Kelly, 18, is a senior at Archbishop William's High School in Braintree who plays volleyball. Her uncle said she was hoping to go to college next year. "That might change because she probably won't be able to afford it," Ryan said.

Bill Ryan said the family is concerned immediately with apprising their neighbors of how the story unfolded. The family and others question whether Cook would still be alive if help had arrived sooner.

"Who knows what a couple of minutes would have done?" Salman said.

Serino said he was unsure about the route the ambulance took, but said the response time was "slightly above average," and said the detour, if it impacted the response at all, "wouldn't have added more than a minute."

The department's professional standards division is conducting the internal investigation, Serino said, reviewing tapes and "gathering incident reports." He said, "We hope to have it certainly within 30 days."

Serino declined to release the dispatcher's name, but said, "Based on the information that she had, the call taken, and the information from the family member, she thought it was a purely diabetic case," he said.

"Our condolences go out to the Cook family," Serino said.

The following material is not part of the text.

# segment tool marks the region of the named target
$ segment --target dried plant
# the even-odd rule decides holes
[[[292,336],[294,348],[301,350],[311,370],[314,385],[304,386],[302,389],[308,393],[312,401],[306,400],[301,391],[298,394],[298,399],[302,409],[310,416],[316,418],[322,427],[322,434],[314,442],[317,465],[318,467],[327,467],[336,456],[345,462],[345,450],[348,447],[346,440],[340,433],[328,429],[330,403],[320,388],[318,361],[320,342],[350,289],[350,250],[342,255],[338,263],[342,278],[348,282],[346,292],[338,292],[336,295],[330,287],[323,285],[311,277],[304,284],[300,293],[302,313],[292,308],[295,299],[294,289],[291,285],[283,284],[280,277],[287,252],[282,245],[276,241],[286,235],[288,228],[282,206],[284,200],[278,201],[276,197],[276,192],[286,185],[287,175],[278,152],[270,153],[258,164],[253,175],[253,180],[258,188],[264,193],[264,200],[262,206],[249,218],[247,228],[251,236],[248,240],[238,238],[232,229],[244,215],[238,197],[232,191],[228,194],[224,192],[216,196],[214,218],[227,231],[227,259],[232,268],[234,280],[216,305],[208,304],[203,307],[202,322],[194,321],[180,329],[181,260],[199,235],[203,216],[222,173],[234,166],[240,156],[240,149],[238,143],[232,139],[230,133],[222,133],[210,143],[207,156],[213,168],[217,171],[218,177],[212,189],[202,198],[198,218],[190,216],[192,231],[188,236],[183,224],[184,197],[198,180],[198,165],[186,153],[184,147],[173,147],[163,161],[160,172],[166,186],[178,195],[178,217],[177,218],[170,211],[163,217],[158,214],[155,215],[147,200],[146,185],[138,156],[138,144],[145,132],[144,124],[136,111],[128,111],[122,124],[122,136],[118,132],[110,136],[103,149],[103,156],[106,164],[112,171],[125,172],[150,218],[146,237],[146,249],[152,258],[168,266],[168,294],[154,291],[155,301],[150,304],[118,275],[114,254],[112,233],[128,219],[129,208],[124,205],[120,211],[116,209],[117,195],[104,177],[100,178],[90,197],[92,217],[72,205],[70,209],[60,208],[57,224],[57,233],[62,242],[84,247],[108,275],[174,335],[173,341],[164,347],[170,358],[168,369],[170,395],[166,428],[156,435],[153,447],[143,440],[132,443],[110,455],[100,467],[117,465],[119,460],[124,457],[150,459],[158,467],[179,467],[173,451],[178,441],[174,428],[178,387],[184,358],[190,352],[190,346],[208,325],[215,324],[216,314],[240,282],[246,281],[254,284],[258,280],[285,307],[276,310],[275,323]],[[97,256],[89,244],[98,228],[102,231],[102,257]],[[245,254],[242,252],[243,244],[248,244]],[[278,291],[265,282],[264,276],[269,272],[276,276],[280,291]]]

"The fire truck had all the equipment needed to help my brother in law but were not called," Bill Ryan wrote in a letter to the Reporter.

While Ryan said the family faults the decision not to call the nearby fire truck to respond, the bridge shutdown was scheduled to have ended in October, according to MBTA spokeswoman Lydia Rivera. The bridge, which opened again for limited hours on Dec. 4, was closed for renovation on August 21, with the T promising residents that the shutdown phase of the project would last no more than eight weeks.

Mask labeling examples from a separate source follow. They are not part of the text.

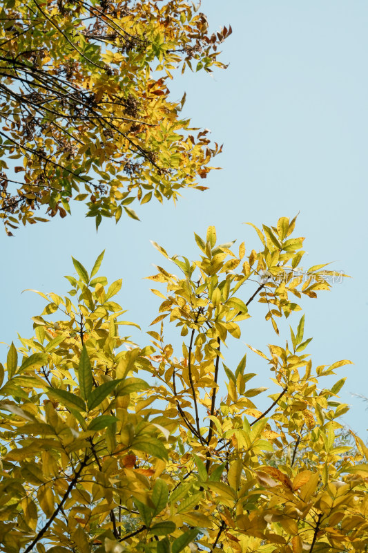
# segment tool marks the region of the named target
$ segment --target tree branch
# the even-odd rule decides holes
[[[309,550],[309,553],[312,553],[313,552],[313,548],[314,547],[314,544],[316,543],[316,540],[317,539],[317,534],[318,534],[318,531],[320,529],[320,525],[322,516],[323,514],[322,513],[320,513],[320,514],[318,516],[317,524],[316,525],[316,528],[314,529],[314,534],[313,536],[313,541],[311,545],[311,549]]]
[[[259,420],[261,420],[261,419],[262,419],[264,417],[265,417],[265,416],[266,416],[266,415],[267,415],[267,413],[269,413],[269,412],[270,412],[270,411],[271,411],[271,410],[273,409],[273,407],[274,407],[274,406],[275,406],[275,405],[276,405],[276,404],[277,404],[277,403],[278,403],[278,402],[280,401],[280,400],[281,400],[281,398],[282,397],[282,396],[284,395],[284,393],[286,393],[287,392],[287,385],[285,386],[285,388],[284,388],[284,389],[282,390],[282,391],[281,392],[281,393],[280,394],[280,395],[278,395],[278,396],[276,397],[276,399],[275,400],[275,401],[273,402],[273,403],[272,404],[272,405],[271,405],[271,406],[269,407],[269,409],[268,409],[267,411],[264,411],[264,413],[262,413],[262,415],[260,415],[260,416],[258,417],[258,418],[255,419],[255,420],[253,420],[253,422],[251,422],[251,424],[250,424],[249,426],[251,426],[251,427],[253,427],[253,424],[255,424],[255,423],[256,423],[256,422],[258,422]]]
[[[48,519],[47,523],[45,524],[45,525],[39,532],[39,533],[37,534],[37,535],[36,536],[36,537],[35,538],[33,541],[24,550],[24,553],[30,553],[30,552],[32,551],[32,550],[33,549],[35,545],[37,543],[38,543],[38,542],[40,541],[40,539],[41,539],[41,538],[43,537],[43,536],[45,534],[45,532],[46,532],[46,530],[50,527],[50,526],[51,526],[51,525],[52,524],[53,521],[55,521],[55,519],[56,518],[56,517],[59,514],[59,512],[61,510],[64,504],[65,503],[65,502],[68,499],[70,491],[72,491],[73,487],[77,484],[78,478],[79,478],[82,470],[84,469],[84,467],[87,465],[87,463],[88,462],[88,460],[89,460],[89,457],[88,457],[88,456],[86,455],[84,457],[84,460],[81,462],[79,468],[78,469],[78,470],[77,471],[77,472],[74,475],[72,480],[70,481],[69,485],[68,486],[66,491],[64,494],[64,496],[63,496],[63,497],[61,498],[61,500],[60,501],[60,503],[57,505],[56,509],[54,511],[54,512],[52,513],[52,514],[51,515],[51,516],[50,517],[50,518]]]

One key weekend construction period was scheduled for Oct. 16-17, but the T ordered the private contractor to interrupt construction so as not to interrupt Red Line service for the Red Sox playoffs game.

The bridge is expected to reopen full-time Dec. 17; in the interim, said Rivera, two police officers stand by during shutdown hours to allow emergency vehicles to pass. The satellite fire station closed last weekend, two weeks after an EMS policy change mandated that all Port calls, regardless of "nature code" be directed to fire department personnel.

The decision to alter procedure was made "in direct response" to the Cook case, Serino said. John Ryan and several city officials familiar with the case said it highlighted a turf war between EMS and the BFD over who handles certain calls.

Salman said special arrangements "should have been worked out" between the two agencies. "Any emergency in that neighborhood should have been responded to by us. Or they should've had an ambulance next to the fire truck."

Salman said, "We don't have great communication between the two agencies."

Serino said his department is reviewing response procedures. "We're in the business of trying to save lives. Everything we do here is to try to protect the lives of the people of the City of Boston. Anything we can do to improve that is what we look to do," he said.

Rivera defended the T's decision not to locate an ambulance there and said the bridge shutdown was not expected to affect a medical emergency. "We thought we had everything secure with regard to emergency response," said Rivera.